The breaking open continued. My body had opened to realize new life, and when it did, a new energy had emerged in me as well. This brand new human had called forth a new spirit from inside me. I had been birthed again. I was being called to a renewal of myself–one that can only result from, yes, a breaking open, both physically and energetically.
For a long time now, I’ve asked myself, How do I manage the ever-changing conditions of a heart that is sometimes whole and full, and then responds to suffering and sadness by cracking and shrinking? The answer today is the same as ever. If the heart wants to, let it crack and shrink and ache. Let it do as it will. Accept the feeling. Sit with it. Allow it to be. Invite it to whisper it’s secrets or fears or worries. As the waves flow towards the shore, they also recede. This is the cyclic nature of energy, of the life cycle.
And so back to the present and how I’m feeling today on Sean’s birthday without him. These past eight years have been full of sufferings and joys, retreats and renewals. I have witnessed and experienced the dissolution of a marriage; single parenthood; Sean’s walk through cancer. As I have traveled these life paths, I have come to know this for sure. Life doesn’t call us to ease and success or even happiness. These are all wonderful when they occur, and they do. They will. But the purpose of life is to live. It is to break open, expand, flourish, get quiet, retreat, and begin again. Over and over and over. This is evolution. This is growth. Nature reveals it everyday, in every new branch, every new bud, every new baby bird that breaks free from its shell, gains strength, and flies away from its nest.
Today my heart hurts, and the cracks are palpable. I long to tangibly hold my little boy, look in his eyes and tell him how proud I am of him and how much I love him. But that is not to be today. It is, though, this very suffering that at the same time invites greater conscious, spiritual strength, and evolution. Like the actual birth process, it is through pain, the breaking open, that new life, ready to live and thrive, comes into the world.
As I reflect on this, I am reminded of Kintsugi, the centuries-old Japanese art of repairing broken pottery. In this tradition, indeed an art form, rather than reassemble a broken vessel with an invisible adhesive, the pieces are joined with a gold-, silver-, or platinum-dusted lacquer. The result is a vessel, which, with its visible, organic, non-linear “flaws,” appears even more beautiful, valuable, and stronger than it was in its “whole” unblemished form.

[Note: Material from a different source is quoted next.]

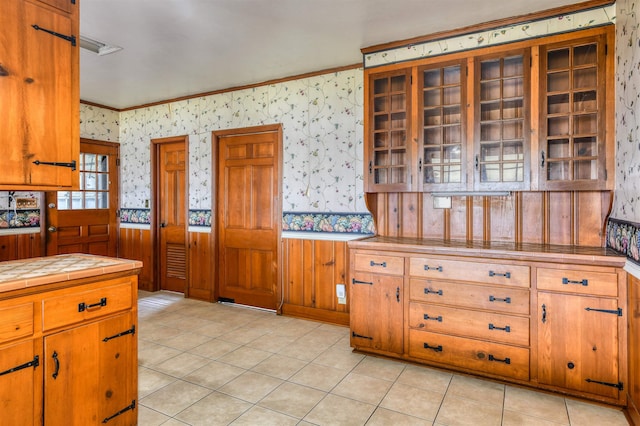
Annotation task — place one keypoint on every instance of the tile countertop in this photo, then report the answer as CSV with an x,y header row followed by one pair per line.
x,y
18,274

As I sit with these feelings today, as I share them with you, I will continue to reflect on how my breaking open and healing assist my evolution. I will witness my own sadnesses and joys and choose contemplation and compassion over sustained depression and self-criticism. I will remain committed to living this life with all its whole-hearted happiness and cracks of disappointments. Because in the end, the point is not to live unscathed, but rather, to remain open to elevation and meaning.
Is it possible to live in a state of perpetual wholeness? No and yes. Broken hearts are inevitable, but even when we experience them, we can also choose to remain open to love and goodness and compassion. And as they flood into the broken places, like the glimmering elements of Kintsugi, they fill the cracks, soon to make us whole and vibrant and full of life once again.